I think the asshole bit is valid too, though I think that’s mostly a consequence of individualism and self-centered behavior patterns, and both of those owe more to consumer capitalism than to cars overall, though cars do provide a, ahem, vehicle for that behavior.

Um, I couldn’t afford one, and there are no dealers here. I’d love to try one though. I admit, I’m basing my reactions on reviews, videos, and pictures, and on my visceral dislike of Musk, who I see as an elitist snob who has zero conception of how 99% of the planet actually lives. But I have zero doubts the things go like a scalded dog.

I was looking at Tesla’s financial statements a few months ago because I’m a finance geek and am interested in that sort of thing. Going strictly by numbers the guy is not wrong about Tesla’s financial position. I don’t remember what specifically turned me off to it, but there were definite red flags.

Think of Tesla as Potential Energy as a stock whereas Apple is Kinetic Energy. They are still very much in startup mode financially.

As much as love Elon and their products. I think buying the stock is crazy, Of course I said this when the stock was $50 so what the hell do I know. If they don’t fix the Model 3 production, Bob Lutz could be right and they might not see 2019.

But they have a ton of smart engineers a dedicated workforce, and Elon is an inspirational leader.

Lutz, too, is something of a loose cannon. He has a ton of experience, but he’s also prone to go off on extreme tangents. He said recently something like all human driven cars would be gone in twenty years, I mean. And he’s sure not a finance guru.

I’ll leave it to the finance mavens to debate Tesla’s financial prognosis. One thing that does concern me about them, as a person who I guess could be convinced to consider one their products, is that while their powertrain engineering seems excellent, the rest of their automobile engineering and design seems to lag behind established car companies. As you spend most of your time in the car, tooling along, and not going ludicrous speed or at the track, that’s something that concerns me.

What I’m really most afraid of regarding electric vehicles is that they will someday be the only option, ICE vehicles will become outlawed, and the story in Rush’s “Red Barchetta” will become a true one.

Then again, if that story ever did become true, I would so love to be the kid in that futuristic story who discovered his uncle’s red “Barchetta” (or Chevelle SS, or Mustang GT, or Trans Am) in the old shed, and took it out on a wild illegal ride. That song still thrills me every time I hear it, for that reason (and that particular live video I linked to is my favorite performance of the song, due in no small part to the awesome video backdrop that accompanies it).

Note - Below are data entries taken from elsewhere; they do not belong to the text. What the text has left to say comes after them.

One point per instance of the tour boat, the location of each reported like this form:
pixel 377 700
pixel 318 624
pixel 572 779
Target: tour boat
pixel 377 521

This is so unlikley to ever happen, particularly in our lifetimes, as for it to not really be a viable fear. At the very least, there will always be an enthusiast/club element that will keep some aspect of ICE alive - after all hobbyists still pile coal into steam locomotives (much to the joy of 4 year olds everywhere).

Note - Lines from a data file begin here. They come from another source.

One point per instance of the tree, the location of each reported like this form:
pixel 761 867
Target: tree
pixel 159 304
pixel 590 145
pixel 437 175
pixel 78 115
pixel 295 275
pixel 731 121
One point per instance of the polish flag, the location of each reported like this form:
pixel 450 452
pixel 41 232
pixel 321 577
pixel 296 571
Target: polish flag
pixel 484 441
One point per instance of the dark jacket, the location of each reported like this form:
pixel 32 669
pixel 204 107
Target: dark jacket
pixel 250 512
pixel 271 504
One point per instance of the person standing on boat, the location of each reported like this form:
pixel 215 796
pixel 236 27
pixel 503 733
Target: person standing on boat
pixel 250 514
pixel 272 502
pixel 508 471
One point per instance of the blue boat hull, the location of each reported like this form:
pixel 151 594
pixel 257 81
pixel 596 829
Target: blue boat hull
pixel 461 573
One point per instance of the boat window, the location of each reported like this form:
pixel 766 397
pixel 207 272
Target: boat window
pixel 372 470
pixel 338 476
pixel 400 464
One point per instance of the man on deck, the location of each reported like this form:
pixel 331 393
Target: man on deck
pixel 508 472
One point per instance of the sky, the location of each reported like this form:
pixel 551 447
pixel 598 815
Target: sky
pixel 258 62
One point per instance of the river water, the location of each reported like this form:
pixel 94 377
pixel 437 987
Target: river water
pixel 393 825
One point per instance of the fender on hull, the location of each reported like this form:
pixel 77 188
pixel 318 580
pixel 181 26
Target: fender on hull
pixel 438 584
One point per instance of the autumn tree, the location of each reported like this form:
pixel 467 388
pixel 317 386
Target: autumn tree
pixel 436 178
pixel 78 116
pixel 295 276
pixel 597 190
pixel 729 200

I love the sound of a big V8 as much as the next guy and love driving mine, but I am well and truly on-board for the future of electric.

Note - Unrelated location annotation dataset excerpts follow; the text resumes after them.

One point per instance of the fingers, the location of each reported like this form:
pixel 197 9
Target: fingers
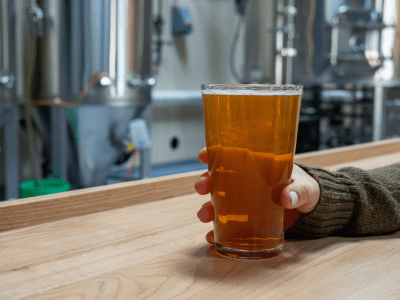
pixel 291 216
pixel 203 156
pixel 205 214
pixel 202 186
pixel 302 193
pixel 210 237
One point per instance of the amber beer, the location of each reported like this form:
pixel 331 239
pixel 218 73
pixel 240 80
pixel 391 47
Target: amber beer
pixel 251 133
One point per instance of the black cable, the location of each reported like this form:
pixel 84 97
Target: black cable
pixel 233 50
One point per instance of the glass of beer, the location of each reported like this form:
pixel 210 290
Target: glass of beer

Which is indeed the kind of thing that car companies are trying to bring to pass. I have some inside information on that (I work for a company heavily involved in developing that tech), and his projection isn’t crazy. Maybe not certain, but the biggest obstacle to that is likely to be liability and political, not technical and manufacturing.

Oh, I think it will happen, but you’re right; not in our lifetimes.